Concurrent Error Detection in ALU's by Recomputing.


Concurrent Error detection is a very important issue in fault tolerant VLSI systems. If there is no this kind of error protection, a one-bit error can be propagated thorough the whole system and it will cause many other errors. By using concurrent error detection scheme, system can detect errors and can do the normal operation at the same time.

People usually using hardware redundancy or time redundancy to detect errors. Hardware redundancy means a kind of duplex system. In this kind of system, the outputs of duplicated hardware are compared. Another redundancy scheme is time redundancy.  This will redo the operation, such as bit-wise, bit-wise and or add, in a different way to allow errors to be detected. During the first computation, the normal operands will be applied. In the re-computation step the operands are encoded and correct results can be generated after decoding. RERO and RESO are one of those systems.
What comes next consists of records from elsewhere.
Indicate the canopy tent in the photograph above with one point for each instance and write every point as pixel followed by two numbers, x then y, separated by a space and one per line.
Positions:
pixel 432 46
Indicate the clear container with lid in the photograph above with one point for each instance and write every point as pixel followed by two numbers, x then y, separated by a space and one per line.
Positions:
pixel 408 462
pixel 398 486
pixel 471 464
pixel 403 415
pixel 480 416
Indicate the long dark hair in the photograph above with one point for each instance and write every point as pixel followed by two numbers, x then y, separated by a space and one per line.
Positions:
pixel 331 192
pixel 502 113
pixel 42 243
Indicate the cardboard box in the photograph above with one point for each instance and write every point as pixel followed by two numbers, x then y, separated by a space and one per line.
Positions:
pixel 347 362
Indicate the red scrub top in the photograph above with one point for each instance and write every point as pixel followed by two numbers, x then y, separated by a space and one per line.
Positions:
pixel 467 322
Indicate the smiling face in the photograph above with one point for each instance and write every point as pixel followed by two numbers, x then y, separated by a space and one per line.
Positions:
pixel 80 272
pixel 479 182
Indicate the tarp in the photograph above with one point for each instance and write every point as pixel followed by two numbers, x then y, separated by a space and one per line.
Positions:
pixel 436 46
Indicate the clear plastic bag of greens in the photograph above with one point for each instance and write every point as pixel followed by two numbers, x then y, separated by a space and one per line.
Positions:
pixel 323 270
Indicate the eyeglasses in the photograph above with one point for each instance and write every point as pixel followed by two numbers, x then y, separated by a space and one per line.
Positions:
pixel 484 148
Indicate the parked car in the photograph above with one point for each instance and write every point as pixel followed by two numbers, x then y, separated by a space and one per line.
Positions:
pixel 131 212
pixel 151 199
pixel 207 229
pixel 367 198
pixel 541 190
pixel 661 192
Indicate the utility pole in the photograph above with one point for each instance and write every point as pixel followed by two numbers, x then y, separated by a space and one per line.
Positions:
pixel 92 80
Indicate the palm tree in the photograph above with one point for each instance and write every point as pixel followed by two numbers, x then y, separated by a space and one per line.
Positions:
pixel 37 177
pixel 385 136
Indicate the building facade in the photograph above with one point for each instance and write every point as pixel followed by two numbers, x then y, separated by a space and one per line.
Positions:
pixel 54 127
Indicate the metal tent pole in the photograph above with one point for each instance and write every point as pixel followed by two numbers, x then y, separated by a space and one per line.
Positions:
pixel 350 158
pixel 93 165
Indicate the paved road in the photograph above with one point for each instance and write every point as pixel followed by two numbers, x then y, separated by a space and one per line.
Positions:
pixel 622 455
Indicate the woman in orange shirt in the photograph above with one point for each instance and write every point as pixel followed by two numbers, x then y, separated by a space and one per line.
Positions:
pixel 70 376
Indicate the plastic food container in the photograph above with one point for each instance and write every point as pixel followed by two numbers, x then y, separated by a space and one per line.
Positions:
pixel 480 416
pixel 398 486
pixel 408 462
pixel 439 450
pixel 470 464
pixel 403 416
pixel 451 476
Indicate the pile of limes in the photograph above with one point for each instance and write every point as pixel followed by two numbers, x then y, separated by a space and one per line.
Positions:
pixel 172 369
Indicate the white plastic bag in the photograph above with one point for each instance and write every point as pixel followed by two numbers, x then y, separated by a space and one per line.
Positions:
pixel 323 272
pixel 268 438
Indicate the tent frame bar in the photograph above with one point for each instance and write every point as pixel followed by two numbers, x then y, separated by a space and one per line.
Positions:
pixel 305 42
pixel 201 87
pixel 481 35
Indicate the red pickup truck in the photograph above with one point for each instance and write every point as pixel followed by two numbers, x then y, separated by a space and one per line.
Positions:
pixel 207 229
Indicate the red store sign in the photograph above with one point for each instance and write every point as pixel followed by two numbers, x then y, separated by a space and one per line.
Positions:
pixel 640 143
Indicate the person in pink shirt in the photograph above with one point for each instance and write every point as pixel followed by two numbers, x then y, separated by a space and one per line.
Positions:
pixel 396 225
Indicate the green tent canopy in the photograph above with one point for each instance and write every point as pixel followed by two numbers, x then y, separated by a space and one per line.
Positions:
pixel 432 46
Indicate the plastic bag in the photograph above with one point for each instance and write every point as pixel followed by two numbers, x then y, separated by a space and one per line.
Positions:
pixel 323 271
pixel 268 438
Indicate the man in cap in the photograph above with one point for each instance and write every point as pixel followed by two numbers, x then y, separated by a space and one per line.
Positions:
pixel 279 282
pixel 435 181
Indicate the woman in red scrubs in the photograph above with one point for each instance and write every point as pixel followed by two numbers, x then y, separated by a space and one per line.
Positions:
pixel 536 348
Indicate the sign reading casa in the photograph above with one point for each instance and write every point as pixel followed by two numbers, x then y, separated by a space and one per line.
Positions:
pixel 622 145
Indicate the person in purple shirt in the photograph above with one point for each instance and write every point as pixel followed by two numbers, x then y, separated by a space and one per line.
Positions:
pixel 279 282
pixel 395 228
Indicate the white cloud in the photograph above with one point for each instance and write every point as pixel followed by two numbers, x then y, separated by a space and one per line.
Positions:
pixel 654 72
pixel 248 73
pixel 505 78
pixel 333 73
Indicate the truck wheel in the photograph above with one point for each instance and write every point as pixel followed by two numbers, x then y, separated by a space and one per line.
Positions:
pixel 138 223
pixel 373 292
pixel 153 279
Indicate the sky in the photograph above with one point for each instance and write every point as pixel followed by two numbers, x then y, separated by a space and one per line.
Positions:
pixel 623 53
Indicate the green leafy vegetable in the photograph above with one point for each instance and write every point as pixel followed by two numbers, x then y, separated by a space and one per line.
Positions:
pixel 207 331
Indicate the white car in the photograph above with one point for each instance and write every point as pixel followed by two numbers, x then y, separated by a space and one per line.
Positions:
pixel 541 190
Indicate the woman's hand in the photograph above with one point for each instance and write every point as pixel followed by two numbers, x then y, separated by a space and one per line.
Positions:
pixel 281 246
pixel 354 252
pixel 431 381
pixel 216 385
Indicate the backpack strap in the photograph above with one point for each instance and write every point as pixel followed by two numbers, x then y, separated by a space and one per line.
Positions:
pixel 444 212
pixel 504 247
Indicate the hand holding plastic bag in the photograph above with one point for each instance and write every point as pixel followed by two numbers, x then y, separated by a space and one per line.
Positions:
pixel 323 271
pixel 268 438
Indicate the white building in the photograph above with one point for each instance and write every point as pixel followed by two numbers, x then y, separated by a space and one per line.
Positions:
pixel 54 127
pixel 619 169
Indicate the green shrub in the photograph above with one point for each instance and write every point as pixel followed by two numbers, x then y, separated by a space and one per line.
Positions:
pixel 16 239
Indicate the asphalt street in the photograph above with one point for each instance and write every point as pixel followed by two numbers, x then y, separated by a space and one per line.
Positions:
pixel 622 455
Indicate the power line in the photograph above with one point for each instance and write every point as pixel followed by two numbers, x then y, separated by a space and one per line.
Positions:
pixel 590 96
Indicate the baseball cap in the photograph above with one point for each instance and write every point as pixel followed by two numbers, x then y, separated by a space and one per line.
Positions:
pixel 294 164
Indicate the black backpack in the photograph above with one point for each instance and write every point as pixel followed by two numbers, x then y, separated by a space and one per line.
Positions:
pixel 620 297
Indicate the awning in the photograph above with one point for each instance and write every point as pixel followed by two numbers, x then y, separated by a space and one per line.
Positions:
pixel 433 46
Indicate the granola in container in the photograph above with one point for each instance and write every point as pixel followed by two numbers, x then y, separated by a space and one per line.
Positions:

RESO-k (Re-computing with Shifted Operands by k-bit)[1] is most famous time redundancy method. In this method, all arithmetic and logical operations are done twice, once with normal operands, and once with the operands shifted by k bits. This method can detect k consecutive logic errors and (k-1) arithmetic errors.

RERO-k (Re-computing with Rotated Operands by k-bit)[2] is another method. In this method,  scheme is very similar to  RESO-k, but rotated operands are used instead of shifted operands. This method can detect (k mod n) consecutive errors in logical operations and (k mod (n+1)-1) consecutive errors in arithmetic operations.